But she could still feel his gaze, the careful assessment of someone who knew the art world’s harsh realities. He’d create distance now and warn others, perhaps. The small anonymity she’d found would evaporate like morning mist.
“You should leave.” She spoke the words aloud, testing them. “Pack up tonight and find somewhere else.”
But where? Another small town where someone else might recognize her? A city where she could disappear but would have to face galleries and artists. Face all the reminders of what she’d lost?

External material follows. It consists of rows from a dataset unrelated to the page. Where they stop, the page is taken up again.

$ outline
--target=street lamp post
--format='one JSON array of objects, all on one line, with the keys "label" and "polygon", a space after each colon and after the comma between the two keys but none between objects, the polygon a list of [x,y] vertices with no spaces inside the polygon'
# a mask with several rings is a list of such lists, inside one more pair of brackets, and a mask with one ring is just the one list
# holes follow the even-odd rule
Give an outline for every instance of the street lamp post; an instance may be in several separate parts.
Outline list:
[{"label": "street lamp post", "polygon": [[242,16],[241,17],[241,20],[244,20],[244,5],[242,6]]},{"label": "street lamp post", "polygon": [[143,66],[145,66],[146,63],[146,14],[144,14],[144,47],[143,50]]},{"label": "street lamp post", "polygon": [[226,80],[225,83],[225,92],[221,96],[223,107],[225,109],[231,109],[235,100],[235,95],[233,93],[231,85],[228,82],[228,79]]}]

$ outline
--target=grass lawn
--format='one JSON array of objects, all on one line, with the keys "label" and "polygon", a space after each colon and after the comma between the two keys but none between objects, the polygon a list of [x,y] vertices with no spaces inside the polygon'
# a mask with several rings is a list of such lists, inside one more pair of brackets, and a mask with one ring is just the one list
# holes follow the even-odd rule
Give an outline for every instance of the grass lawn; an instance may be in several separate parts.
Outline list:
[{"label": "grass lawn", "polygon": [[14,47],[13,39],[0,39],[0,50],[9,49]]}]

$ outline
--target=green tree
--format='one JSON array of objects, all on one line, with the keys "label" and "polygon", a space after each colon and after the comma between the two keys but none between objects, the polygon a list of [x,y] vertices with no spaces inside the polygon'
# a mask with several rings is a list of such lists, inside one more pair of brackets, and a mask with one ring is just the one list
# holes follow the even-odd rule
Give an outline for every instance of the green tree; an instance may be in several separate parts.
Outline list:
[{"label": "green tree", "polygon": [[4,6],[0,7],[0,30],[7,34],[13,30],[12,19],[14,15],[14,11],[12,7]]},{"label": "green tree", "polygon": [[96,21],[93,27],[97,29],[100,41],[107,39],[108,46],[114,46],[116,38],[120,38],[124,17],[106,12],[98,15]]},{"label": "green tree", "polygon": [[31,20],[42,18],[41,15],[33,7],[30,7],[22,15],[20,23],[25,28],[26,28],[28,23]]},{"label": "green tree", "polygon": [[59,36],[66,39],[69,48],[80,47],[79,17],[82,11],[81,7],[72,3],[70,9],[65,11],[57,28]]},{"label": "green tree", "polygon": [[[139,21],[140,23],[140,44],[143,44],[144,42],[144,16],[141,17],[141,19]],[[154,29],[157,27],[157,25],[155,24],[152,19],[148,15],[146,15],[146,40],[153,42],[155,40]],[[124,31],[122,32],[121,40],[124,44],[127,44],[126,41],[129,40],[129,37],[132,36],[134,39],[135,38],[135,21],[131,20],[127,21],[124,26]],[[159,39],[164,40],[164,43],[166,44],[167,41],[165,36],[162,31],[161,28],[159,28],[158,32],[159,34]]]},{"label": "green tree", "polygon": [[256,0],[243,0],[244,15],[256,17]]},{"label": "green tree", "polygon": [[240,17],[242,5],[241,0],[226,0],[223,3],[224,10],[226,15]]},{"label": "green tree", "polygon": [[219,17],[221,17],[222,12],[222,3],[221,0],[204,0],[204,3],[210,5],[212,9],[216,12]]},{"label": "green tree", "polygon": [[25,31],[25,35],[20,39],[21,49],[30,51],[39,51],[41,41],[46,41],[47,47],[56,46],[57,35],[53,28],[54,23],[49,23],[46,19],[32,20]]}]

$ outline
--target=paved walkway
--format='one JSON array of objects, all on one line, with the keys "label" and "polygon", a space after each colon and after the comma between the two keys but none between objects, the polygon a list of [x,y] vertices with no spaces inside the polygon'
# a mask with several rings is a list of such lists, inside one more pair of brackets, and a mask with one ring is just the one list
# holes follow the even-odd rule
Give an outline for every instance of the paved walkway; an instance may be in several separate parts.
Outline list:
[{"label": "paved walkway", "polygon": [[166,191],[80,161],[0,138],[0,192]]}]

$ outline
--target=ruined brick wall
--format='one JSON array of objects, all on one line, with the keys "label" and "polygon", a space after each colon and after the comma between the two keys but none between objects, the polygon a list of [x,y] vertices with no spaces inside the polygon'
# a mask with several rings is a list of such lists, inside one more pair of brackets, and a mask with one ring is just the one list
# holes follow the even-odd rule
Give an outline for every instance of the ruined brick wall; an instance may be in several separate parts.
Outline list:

She sipped her tea. It did taste better in the mug. Grant had been right about that, at least. And his look had said he understood exactly what she’d lost and seen through any pretense that she was fine without her art.
Restless, she walked back inside the cottage, still debating whether she should just pack up and leave. The studio door seemed to mock her from inside the cottage.
Still locked. Still untouched.
Maybe Grant’s judgment was accurate. Maybe she really was a former artist now, someone who had talent—past tense—but lost it along with everything else.
A knock interrupted her spiraling thoughts. She set down the mug and went to the door, expecting Winnie with another gentle invitation to join the community she wasn’t ready for.
Instead, she found a small wrapped package on her doorstep. No note, but she recognized the pottery stall’s distinctive paper. Inside was a small bowl, glazed in the same layered blues and greens as her mug. Perfect for holding the smooth stones and shells she’d been collecting on her beach walks.
She looked across the courtyard but saw no one. The gift could have been from Jim the potter, a marketing gesture for a new customer. But something told her it wasn’t.
She carried the bowl inside and set it on the windowsill, already imagining how the afternoon light would play across its glazed surface. Whatever Grant Stone thought of her past, this small gesture suggested he wasn’t ready to condemn her entirely.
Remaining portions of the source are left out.